Renaissance in Italy, Volumes 1 and 2 eBook

This eBook from the Gutenberg Project consists of approximately 837 pages of information about Renaissance in Italy, Volumes 1 and 2.

Renaissance in Italy, Volumes 1 and 2 eBook

This eBook from the Gutenberg Project consists of approximately 837 pages of information about Renaissance in Italy, Volumes 1 and 2.

[Footnote 171:  Lettere, vol. ii. p. 174.]

There is no need to trace the further history of the Jesuits.  Their part in the Counter-Reformation has rather been exaggerated than insufficiently recognized.  Though it was incontestably considerable, we cannot now concede, as Macaulay in his random way conceded to this Company, the spolia opima of down-beaten Protestantism.  Without the ecclesiastical reform which originated in the Tridentine Council; without the gold and sword of Spain; without the stakes and prisons of the Inquisition; without the warfare against thought conducted by the Congregation of the Index; the Jesuits alone could not have masterfully governed the Catholic revival.  That revival was a movement of world-historical importance, in which they participated.  It was their fortune to find forces in the world which they partially understood; it was their merit to know how to manipulate those forces; it was their misfortune and their demerit that they proved themselves incapable of diverting those forces to any wholesome end.  In Italy a succession of worldly Popes, Paul III., Julius III., Pius IV., and Gregory XIII., heaped favors and showered wealth upon the order.  The Jesuits incarnated the political spirit of the Papacy at this epoch; they lent it a potency for good and evil which the decrepit but still vigorous institution arrogated to itself.  They adapted its anachronisms with singular adroitness to the needs of modern society.  They transfused their throbbing blood into its flaccid veins, until it became doubtful whether the Papacy had been absorbed into the Jesuits, or whether the Jesuits had remodeled the Papacy for contemporary uses.  But this tendency in the aspiring order to identify itself with Rome, this ambition to command the prestige of Rome as leverage for carrying out its own designs, stirred the resentment of haughty and intransigeant Pontiffs.  The Jesuits were not beloved by Paul IV., Pius V., and Sixtus V.

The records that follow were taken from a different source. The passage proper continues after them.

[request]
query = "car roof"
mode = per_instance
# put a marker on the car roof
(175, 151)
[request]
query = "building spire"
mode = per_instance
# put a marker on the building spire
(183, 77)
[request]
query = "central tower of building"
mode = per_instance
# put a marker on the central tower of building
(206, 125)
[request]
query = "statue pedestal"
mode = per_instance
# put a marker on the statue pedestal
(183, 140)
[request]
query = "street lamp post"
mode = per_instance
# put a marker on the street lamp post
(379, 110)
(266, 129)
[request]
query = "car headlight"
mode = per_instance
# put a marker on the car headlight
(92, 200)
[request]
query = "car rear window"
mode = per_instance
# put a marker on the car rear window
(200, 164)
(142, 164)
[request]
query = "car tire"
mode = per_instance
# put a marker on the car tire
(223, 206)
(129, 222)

It remains, however, to inquire in what the originality, the effective operation, and the modifying influence of the Jesuit Society consisted during the period with which we are concerned.  It was their object to gain control over Europe by preaching, education, the direction of souls, and the management of public affairs.  In each of these departments their immediate success was startling; for they labored with zeal, and they adapted their methods to the requirements of the age.  Yet, in the long run, art, science, literature, religion, morality and politics, all suffered from their interference.  By preferring artifice to reality, affectation to sincerity, shams and subterfuges to plain principle and candor, they confused the conscience and enfeebled the intellect of Catholic Europe.  When we speak of the Jesuit style in architecture, rhetoric and poetry, of Jesuit learning and scholarship, of Jesuit casuistry and of Jesuit diplomacy, it is either with languid contempt for bad taste and insipidity, or with the burning indignation which systematic falsehood and corruption inspire in honorable minds.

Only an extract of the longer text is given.